Leave it to Fusion, Univision’s sister English-language network, to once again find a way to smear House Speaker Paul Ryan and all Republicans when covering the Speaker’s latest statements on U.S. immigration policy.
The network’s report on Ryan’s remarks, titled Top Republican says some shockingly reasonable things about undocumented immigrants, paints the Speaker as out of step with most Republicans on immigration and specifically faults him for not working with President Obama to pass immigration reform legislation.
“The only problem with Speaker’s Ryan’s more inclusive vision of the Republican Party is that the two leading GOP presidential hopefuls, Donald Trump and Sen. Ted Cruz, disagree with his views,” writes Fusion’s Jorge Rivas. “That, and the speaker himself has refused to address immigration reform while President Obama is still in office,” Rivas adds.
Aside from the fact that Republican presidential frontrunner Donald Trump actually agrees with Ryan in terms of giving many of the undocumented currently in the country “the ability to get right with the law, to come in and earn a legal status,” Rivas’ characterization of Ryan being out of step with what most other Republicans say on the matter is also actually quite far off, and he is simply parrotting the standard liberal line on the subject.
Multiple scores of GOP senators and members of Congress support immigration reform and always have. They have found an untrustworthy and uncooperative partner, however, in the Obama administration, which has been systematically and unilaterally nullifying standing federal immigration statutes and law enforcement.

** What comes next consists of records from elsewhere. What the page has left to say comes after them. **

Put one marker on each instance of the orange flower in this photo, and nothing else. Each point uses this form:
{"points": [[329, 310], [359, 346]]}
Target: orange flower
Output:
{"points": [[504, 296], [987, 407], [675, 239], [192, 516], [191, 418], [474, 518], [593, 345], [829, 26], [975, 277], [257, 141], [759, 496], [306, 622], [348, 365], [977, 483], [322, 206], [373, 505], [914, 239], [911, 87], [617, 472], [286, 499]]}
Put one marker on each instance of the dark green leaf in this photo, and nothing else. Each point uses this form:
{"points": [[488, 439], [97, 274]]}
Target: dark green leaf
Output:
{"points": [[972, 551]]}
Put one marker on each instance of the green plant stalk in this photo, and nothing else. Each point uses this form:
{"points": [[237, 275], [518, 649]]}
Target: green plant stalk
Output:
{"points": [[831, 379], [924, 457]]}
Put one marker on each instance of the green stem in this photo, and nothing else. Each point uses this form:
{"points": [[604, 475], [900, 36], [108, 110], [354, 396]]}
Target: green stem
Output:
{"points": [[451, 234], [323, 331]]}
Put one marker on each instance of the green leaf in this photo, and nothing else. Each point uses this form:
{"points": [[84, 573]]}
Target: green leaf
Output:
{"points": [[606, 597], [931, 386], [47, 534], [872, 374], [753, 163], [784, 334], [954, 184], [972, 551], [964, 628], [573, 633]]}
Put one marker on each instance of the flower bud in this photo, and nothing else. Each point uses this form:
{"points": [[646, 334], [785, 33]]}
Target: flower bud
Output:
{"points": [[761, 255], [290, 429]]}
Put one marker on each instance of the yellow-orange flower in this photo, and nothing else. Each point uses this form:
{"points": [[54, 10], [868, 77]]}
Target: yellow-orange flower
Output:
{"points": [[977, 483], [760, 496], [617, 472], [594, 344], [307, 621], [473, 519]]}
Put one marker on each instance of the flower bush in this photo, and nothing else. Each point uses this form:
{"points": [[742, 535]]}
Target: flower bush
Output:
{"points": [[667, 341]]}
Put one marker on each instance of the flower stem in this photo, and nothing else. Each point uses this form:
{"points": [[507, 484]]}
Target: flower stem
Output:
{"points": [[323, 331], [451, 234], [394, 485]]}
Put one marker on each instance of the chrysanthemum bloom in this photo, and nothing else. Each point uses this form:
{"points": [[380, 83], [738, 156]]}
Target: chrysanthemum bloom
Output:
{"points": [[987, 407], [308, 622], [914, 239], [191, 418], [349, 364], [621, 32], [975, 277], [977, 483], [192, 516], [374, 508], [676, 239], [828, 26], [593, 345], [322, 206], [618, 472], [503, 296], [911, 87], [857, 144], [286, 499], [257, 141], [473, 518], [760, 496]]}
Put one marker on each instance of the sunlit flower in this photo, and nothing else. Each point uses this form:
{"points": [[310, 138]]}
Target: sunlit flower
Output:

Paul Ryan's pro-legalization position is actually not at all unusual. According to several reputable polls, it's a position held by a majority of Republicans. 50% of all Republicans favor a path to citizenship while 56% of Republicans say undocumented immigrants currently living in the U.S. should be allowed to stay in this country legally if they meet certain requirements.
Ultimately, there is a policy difference between Republicans and Democrats on what final reform would look like, but reliably left-leaning media outlets like Fusion seem to only want to create the impression that Democrats and their allies are the only ones who get to define what immigration reform is.
What is under-reported in this one-sided pattern is that Senator Hillary Clinton once said "I am adamantly against illegal immigrants", that it was 5 incumbent Democrat Senators who asked President Obama to delay his 2014 executive actions on DAPA because it would hurt their re-election chances, and two other Democrat Senate candidates who attacked GOP rivals for their support of amnesty, Gunderson-Grimes and Mary Landrieu. But of course, all this does not fit Fusion’s anti-Republican narrative, so it is swept under the rug.
Below are relevant excerpts from the April 28, 2016 Fusion article “Top Republican says some shockingly reasonable things about undocumented immigrants.”
JORGE RIVAS, WRITER, FUSION: Speaker Ryan, a descendant of Irish immigrants, discussed immigration in a more positive tone than his party’s presidential candidates, saying immigration is a “beautiful story that needs to continue in this country.” Unlike the majority of Republicans, who use the dehumanizing term “illegal immigrants,” Ryan opted for the phrase “undocumented immigrants.”
The only problem with Speaker Ryan’s more inclusive vision of the Republican Party is that the two leading GOP presidential hopefuls, Donald Trump and Sen. Ted Cruz, disagree with his views. That, and the speaker himself has refused to the address immigration reform while President Obama is still in office.